No account such as this can ignore the excitement in the rediscovery of neglected works which change our view of the period and in this regard the art trade has fulfilled a crucial role. I am particularly grateful to Jenna Burlingham, James Rawlin, Susannah Pollen, Susan Kent, Janet Green, Ruth Watson, Jonathan Horwich, Rachel Hidderley, Camilla d’Arcy Irvine, Sonia Bekkerman, David Messum, Michael Child, Richard Green, Victoria Law, Alan Hobart, Mary Hobart, Andrew McIntosh Patrick, Peyton Skipwith and many others. Chris Pearson, over the last few years, has been keen to discuss Orpen with me, and latterly, my research student, Cecilia Holmes, has been responsible for opening up Charles Sims for future study.

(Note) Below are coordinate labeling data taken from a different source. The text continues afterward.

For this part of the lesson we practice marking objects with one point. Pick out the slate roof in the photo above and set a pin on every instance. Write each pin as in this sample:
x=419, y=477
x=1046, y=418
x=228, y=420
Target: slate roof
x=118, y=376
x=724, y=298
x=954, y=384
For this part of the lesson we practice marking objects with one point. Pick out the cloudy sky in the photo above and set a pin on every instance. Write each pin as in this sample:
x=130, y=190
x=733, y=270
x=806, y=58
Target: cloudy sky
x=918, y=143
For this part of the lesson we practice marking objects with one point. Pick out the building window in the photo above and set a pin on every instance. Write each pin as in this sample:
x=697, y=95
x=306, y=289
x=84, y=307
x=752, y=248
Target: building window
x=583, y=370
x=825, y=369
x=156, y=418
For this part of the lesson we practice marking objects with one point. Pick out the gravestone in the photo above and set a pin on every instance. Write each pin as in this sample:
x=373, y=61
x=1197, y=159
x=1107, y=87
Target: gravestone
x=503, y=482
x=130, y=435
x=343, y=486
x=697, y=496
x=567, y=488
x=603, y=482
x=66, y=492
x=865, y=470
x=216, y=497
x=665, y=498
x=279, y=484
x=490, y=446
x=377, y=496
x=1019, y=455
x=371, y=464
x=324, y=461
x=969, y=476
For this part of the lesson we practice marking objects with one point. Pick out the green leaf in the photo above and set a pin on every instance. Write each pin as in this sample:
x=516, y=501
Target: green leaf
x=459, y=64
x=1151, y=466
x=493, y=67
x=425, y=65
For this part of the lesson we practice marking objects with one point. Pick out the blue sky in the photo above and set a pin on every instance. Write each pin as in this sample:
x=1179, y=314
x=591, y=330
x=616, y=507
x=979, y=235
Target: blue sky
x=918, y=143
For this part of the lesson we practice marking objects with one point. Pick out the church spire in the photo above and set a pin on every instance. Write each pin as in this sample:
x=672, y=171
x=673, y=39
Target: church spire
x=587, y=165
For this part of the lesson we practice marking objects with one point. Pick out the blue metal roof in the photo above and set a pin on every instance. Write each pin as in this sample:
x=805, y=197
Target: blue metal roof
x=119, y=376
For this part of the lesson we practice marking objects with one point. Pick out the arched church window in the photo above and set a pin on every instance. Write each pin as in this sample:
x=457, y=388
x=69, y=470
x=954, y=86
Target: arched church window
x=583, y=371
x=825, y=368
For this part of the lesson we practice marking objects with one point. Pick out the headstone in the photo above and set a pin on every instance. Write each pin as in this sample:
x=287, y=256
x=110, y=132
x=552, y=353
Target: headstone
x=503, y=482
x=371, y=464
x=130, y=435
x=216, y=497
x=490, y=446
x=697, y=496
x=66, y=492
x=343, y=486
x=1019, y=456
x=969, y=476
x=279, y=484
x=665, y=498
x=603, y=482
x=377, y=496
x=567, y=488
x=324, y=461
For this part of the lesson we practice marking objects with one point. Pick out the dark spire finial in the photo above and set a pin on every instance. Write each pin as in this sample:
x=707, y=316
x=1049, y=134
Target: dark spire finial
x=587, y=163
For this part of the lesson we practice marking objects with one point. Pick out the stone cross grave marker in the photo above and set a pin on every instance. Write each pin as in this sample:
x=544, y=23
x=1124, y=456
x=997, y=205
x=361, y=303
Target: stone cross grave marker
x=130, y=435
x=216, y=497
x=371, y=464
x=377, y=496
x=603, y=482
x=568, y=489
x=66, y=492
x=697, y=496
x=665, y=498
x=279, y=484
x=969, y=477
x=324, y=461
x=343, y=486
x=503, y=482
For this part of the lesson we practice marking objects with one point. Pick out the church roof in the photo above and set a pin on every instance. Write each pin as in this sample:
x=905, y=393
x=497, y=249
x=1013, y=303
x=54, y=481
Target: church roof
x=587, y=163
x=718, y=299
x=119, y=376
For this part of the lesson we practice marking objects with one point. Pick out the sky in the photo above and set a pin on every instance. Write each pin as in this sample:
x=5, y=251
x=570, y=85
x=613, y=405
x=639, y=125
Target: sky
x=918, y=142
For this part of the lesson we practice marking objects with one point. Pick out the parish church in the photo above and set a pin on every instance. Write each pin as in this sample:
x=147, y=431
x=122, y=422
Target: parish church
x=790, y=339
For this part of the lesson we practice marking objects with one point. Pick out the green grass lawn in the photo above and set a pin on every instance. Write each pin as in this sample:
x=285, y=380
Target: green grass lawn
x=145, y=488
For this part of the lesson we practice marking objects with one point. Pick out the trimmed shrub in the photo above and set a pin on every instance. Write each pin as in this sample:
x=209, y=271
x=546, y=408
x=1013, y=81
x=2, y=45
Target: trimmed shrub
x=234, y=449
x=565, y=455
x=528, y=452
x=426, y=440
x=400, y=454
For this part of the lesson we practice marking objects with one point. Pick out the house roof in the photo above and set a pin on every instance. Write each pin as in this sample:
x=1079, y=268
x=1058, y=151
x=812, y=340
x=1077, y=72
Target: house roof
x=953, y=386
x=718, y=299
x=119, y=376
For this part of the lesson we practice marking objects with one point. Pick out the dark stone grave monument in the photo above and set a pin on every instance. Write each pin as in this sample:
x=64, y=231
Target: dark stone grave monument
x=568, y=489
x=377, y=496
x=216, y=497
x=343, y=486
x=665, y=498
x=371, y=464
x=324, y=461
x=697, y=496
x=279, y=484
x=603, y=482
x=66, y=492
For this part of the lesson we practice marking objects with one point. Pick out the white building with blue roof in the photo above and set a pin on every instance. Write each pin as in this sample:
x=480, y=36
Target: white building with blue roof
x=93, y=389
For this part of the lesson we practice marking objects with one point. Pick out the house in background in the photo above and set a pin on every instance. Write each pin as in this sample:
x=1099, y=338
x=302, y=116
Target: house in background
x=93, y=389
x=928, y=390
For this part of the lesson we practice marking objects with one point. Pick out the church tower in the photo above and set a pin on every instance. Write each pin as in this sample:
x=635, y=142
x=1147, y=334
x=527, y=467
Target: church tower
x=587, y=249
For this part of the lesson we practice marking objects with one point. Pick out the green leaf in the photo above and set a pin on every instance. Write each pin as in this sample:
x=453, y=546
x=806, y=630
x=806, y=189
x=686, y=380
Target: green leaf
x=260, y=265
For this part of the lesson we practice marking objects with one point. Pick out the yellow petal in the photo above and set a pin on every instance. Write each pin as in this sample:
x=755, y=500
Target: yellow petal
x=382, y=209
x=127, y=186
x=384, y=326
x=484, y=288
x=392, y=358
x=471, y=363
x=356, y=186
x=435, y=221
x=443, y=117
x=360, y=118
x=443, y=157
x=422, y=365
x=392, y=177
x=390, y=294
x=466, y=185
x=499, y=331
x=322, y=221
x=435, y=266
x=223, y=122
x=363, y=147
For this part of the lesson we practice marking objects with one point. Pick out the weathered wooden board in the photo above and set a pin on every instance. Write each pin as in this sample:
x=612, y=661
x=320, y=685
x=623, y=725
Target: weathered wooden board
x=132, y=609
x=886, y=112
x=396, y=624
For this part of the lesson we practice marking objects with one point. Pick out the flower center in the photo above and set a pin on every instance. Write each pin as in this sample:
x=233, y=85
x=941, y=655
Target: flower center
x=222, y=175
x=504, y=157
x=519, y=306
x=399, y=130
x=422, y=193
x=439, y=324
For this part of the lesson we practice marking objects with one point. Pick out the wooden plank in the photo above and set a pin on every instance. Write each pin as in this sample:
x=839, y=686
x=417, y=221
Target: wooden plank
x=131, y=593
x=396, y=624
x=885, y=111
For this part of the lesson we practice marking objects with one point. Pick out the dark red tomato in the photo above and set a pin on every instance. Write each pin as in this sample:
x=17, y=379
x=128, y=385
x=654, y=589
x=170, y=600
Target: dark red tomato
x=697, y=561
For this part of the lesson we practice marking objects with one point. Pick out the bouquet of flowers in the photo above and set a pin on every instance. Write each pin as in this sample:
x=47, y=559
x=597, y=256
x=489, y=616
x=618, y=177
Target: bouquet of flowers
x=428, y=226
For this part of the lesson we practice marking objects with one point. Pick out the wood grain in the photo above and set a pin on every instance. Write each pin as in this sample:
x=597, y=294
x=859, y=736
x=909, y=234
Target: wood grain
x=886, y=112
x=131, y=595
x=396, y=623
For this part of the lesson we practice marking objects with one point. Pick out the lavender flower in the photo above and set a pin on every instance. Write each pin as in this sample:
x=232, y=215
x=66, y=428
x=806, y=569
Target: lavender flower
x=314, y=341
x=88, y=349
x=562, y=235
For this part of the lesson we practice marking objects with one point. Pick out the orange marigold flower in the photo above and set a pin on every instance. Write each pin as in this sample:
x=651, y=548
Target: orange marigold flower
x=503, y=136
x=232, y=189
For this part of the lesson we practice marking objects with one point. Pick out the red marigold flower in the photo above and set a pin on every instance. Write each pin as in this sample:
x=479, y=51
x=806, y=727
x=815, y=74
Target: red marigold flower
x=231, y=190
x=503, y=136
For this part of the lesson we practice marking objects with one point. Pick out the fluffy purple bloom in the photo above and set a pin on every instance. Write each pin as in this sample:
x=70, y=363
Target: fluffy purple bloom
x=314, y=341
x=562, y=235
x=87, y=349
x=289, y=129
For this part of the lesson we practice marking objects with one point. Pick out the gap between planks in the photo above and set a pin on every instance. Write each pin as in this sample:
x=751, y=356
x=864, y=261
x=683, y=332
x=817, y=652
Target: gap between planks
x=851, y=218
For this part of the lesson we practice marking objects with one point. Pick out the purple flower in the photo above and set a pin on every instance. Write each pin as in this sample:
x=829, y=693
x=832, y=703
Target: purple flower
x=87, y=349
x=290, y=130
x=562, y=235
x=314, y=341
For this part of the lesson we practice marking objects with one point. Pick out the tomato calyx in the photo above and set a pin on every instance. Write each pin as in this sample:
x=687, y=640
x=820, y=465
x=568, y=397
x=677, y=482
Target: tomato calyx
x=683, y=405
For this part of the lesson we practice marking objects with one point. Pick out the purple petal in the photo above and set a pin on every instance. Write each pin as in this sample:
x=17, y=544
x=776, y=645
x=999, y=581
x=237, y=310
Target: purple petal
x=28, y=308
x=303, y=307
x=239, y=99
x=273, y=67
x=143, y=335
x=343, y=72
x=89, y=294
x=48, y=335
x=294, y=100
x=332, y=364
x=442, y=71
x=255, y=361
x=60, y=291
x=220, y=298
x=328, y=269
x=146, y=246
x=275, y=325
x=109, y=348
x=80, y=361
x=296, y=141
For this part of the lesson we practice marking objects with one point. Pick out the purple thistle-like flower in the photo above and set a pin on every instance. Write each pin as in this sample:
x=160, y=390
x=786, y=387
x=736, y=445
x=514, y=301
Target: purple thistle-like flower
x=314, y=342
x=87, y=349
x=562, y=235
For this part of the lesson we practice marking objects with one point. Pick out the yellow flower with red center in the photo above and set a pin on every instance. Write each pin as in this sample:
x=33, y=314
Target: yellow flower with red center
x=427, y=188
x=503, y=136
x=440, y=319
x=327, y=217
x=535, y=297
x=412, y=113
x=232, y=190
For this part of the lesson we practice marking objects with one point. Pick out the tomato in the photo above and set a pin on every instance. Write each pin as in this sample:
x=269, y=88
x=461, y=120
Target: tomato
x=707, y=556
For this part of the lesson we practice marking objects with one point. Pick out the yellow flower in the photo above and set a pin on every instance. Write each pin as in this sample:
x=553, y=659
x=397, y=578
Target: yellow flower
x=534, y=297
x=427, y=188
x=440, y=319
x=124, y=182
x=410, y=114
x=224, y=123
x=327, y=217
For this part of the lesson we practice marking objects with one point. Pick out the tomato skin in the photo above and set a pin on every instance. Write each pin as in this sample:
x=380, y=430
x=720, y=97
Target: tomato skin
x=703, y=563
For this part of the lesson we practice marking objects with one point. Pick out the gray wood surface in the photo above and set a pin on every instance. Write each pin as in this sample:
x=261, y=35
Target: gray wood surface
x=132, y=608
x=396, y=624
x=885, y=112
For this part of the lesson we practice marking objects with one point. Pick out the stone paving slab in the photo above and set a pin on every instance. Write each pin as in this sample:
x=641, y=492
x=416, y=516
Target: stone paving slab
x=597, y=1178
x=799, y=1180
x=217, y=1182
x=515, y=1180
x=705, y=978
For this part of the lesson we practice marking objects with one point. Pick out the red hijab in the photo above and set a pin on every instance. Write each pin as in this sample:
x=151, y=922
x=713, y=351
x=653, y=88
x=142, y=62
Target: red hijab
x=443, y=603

Finally, my thanks are due to my editors at Ashgate, Pamela Edwardes and David Peters Corbett. I am most indebted to my colleagues in the Visual Culture in Britain team at Northumbria, particularly to Ysanne Holt for constructive criticism on a number of chapters, and to Laura Newton and Barbara Sweet for assisting in the final preparation of the manuscript.
Kenneth McConkey
January 2002
The Author and Ashgate Publishing Co. gratefully acknowledge the receipt of a subsidy for the publication of this volume from an anonymous source.